The review identified a range of shares related to public spending for orphan medicines from a rather limited body of literature. The relevance of the findings is challenged by the diversity of the definitions and measurement methodologies applied to the underlying data. Further research is needed. As a first step, it is suggested to complement this literature review by a search of primary public expenditure data on orphan medicines in national statistics. In this context, it is advised to analyse national definitions of these spending data and to explore cross-country comparability. Furthermore, to bridge gaps in cases of non-reporting in publicly accessible sources, it is recommended to address experts in public authorities (such as medicine agencies and public payers’ institutions) to provide these data, ideally in accordance with definitions pre-specified by researchers, in order to allow for follow-up international comparisons. Researchers are advised to pilot these surveys in countries with good statistics and then roll out globally. It should be aimed for the inclusion of low- and middle-income countries in these studies, though researchers should also take into account that the statistical basis for pharmaceutical expenditure data in general might need to be installed first in some countries. The methodology development could benefit from cross-country collaboration, with a possible involvement of international institutions.

The study findings do not only call for further research but also for action of policymakers. While research can offer exploratory work to generate evidence and can contribute to methodology development, also with a view to ensuring international comparability, it would be subsequently up to the public authorities to decide on a framework that provides for regular survey, analysis and publication of public spending data for orphan medicines. This would allow establishing an internationally comparable system of orphan medicines spending account that could, in the longer run, be implemented globally, including in middle- and low-income countries.

Conclusions

The study stressed the limited body of evidence on public spending for orphan medicines, as only few studies had been published, and some research used proxy data such as sales figures to inform on public spending. Some single-country studies pointed to a steady increase in the spending portion on orphan medicines over the years. While some studies reported a share of around 2–3% of pharmaceutical spend on these medicines, there was considerable variation in the figures (0.35%, Taiwan, 2003 and 9.39%, Bulgaria, 2014).

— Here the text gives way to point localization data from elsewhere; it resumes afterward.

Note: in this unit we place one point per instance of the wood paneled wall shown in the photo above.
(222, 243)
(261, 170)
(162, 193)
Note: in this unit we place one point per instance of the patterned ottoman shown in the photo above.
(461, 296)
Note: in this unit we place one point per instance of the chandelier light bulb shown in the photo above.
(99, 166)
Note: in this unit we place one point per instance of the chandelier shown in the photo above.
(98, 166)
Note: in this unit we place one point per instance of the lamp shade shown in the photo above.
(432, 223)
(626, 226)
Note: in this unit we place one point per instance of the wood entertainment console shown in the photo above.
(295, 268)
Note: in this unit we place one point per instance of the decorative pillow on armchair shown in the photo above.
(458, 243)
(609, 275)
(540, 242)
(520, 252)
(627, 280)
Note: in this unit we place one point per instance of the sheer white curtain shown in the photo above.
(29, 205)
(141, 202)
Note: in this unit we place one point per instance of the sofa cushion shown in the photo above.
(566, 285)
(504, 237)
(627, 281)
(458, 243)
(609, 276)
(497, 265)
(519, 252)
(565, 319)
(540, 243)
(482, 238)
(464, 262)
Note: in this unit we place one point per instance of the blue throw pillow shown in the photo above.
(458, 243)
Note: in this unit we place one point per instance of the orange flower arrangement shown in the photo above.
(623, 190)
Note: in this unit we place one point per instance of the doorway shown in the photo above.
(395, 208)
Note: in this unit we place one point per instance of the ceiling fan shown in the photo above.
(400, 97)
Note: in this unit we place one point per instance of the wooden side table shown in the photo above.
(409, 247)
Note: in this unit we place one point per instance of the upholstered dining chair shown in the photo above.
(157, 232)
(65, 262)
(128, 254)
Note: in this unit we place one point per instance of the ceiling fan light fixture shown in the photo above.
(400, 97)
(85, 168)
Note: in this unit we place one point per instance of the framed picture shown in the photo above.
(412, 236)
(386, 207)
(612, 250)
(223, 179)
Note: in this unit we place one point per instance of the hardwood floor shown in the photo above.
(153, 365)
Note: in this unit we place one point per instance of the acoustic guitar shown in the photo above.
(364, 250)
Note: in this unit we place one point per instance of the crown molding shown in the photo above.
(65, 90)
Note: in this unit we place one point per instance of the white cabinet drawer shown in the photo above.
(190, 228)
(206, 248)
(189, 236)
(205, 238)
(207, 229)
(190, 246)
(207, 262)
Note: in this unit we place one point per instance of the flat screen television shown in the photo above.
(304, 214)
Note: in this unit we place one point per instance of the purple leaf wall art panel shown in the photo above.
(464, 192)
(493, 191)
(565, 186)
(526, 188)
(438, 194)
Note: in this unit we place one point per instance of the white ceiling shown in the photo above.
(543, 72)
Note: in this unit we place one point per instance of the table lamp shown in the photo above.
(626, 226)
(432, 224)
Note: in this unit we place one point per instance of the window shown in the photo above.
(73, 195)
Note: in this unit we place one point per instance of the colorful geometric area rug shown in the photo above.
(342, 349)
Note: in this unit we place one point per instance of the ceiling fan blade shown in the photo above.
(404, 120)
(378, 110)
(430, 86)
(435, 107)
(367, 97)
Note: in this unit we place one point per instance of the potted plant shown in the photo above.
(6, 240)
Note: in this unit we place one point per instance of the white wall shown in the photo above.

Despite methodological limitations in the retrieved literature which may be one explanatory factor for the diversity in outcome data, the comparatively high shares on spending for orphan medicines in some countries and their increases are key findings of policy relevance. They call for further monitoring of orphan medicine expenditure, analysing their causes and taking policy action if required.

As a prerequisite, the evidence base would need to be established in numerous countries. Overall, this review highlights the need for generating further information. More research to survey national primary spending data is required. Policymakers and researchers are called upon to collaborate on developing a robust methodology to survey and publishing public spending on orphan medicines as routine data.